Necessary doses of protamin depend from:
1.vvedennoy doses of low-molecular heparin (100 anti-heparin units of protamin neutralize 100 Anti-ha of ME of low-molecular heparin) if эноксапарин sodium it was entered within the last 8 hours;
2.vremeni which passed after an injection of low-molecular heparin:

- infusion of 50 anti-heparin units of protamin on 100 Anti-ha of ME of an enoksaparin of sodium can be carried out if эноксапарин sodium it was entered more than 8 hours ago or if it is necessary to enter the second dose of protamin;

- if эноксапарин it was entered more than 12 hours ago, then there is no need for administration of protamin. The recommendations stated above are intended for patients with normal function of kidneys which apply repeated doses of drug.

Nevertheless, completely it is impossible to neutralize Anti-ha activity of an enoksaparin.

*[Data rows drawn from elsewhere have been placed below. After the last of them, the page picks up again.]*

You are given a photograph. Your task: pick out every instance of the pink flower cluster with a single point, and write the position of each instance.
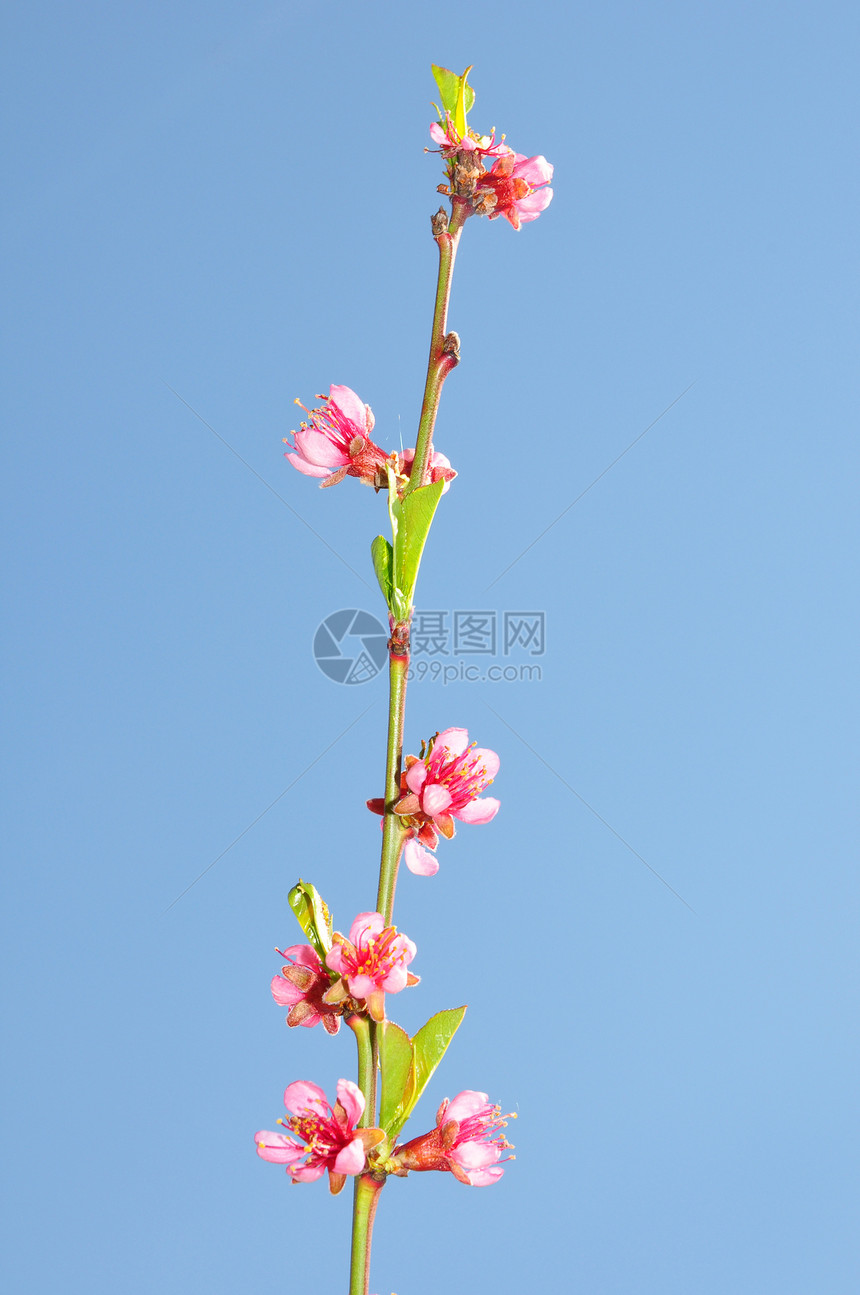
(442, 786)
(301, 987)
(330, 1137)
(336, 443)
(465, 1141)
(371, 962)
(516, 187)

This neutralization because of feature of absorption of low-molecular heparin can be temporary and demand distribution of the general calculated protamin dose to several injections (from 2 to 4) which enter within 24 hours. Emergence of undesirable effects after reception of low-molecular heparin inside, even in large numbers, is improbable (any case was not observed) as extent of absorption of this substance in a stomach and intestines is insignificant.


Use during pregnancy or feeding by a breast

 

Фленокс® it is possible to appoint pregnant only in the presence of strict indications and under strict observation of the doctor. Фленокс® it is not recommended to apply at pregnant women with the fitted a prosthesis heart valves.

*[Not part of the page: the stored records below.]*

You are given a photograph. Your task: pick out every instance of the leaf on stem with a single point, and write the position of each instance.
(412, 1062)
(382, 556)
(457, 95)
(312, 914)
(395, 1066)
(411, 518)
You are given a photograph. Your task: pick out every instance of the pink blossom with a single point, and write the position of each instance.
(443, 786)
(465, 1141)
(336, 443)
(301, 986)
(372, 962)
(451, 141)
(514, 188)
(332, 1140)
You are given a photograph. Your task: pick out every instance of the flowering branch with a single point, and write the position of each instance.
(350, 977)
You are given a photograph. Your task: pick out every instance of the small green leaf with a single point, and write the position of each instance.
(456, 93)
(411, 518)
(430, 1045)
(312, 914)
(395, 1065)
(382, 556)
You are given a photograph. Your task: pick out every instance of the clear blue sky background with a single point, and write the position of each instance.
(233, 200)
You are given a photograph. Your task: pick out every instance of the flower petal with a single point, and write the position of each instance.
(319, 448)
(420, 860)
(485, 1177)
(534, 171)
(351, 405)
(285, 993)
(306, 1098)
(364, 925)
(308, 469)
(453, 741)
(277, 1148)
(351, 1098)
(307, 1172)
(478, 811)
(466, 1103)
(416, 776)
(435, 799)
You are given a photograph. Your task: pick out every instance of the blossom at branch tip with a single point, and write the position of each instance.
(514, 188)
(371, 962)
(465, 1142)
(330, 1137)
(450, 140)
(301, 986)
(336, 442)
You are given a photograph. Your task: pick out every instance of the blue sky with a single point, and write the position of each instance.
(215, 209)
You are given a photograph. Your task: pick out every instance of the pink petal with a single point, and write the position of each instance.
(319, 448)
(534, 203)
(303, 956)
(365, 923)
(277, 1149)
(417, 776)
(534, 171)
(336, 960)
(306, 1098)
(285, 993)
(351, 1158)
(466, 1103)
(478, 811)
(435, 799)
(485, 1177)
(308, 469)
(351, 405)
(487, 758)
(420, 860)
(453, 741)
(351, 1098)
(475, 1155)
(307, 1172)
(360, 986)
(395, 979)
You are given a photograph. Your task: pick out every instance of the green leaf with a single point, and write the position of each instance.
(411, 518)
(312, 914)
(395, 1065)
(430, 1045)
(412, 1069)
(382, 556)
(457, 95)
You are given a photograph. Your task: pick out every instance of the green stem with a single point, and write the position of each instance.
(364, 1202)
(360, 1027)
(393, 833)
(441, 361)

Never it is necessary to carry out spinal or epidural anesthesia by the patient during treatment with drugs NMG.

Feeding by a breast. During treatment it is necessary to abstain from feeding by a breast.


Children

 

Do not apply as there are no these corresponding researches.

Special security measures

 

The drug is not allowed to be administered intramusculary. At use of an enoksaparin of sodium careful observation of patients is necessary. It is recommended to define quantity of thrombocytes prior to treatment and throughout all course of treatment.

Monitoring of quantity of thrombocytes is necessary irrespective of indications according to which drug and its dosing is appointed.


Storage conditions:

Period of validity. 2 years. Not to use drug after the termination of the period of validity specified on packaging. To store in the place protected from light at a temperature not above 25 °C. Not to freeze. To store in the place, unavailable to children.


Issue conditions:

According to the recipe


Packaging:

On 0,2 ml, 0,4 ml, 0,6 ml or 0,8 ml in the syringe.

On 1 syringe in the blister. On 1, 2 and 10 blisters (with drug activity 2000 Anti-ha ME, 4000 Anti-ha ME, 6000 Anti-ha ME) and on 1 and 2 blisters (with drug activity 8000 Anti-ha ME) enclosed in a pack.

On 2 syringes in the blister. On 1 and 5 blisters (with drug activity 2000 Anti-ha ME, 4000 Anti-ha ME, 6000 Anti-ha ME) and on 1 blister (with drug activity 8000 Anti-ha ME), enclosed in a pack.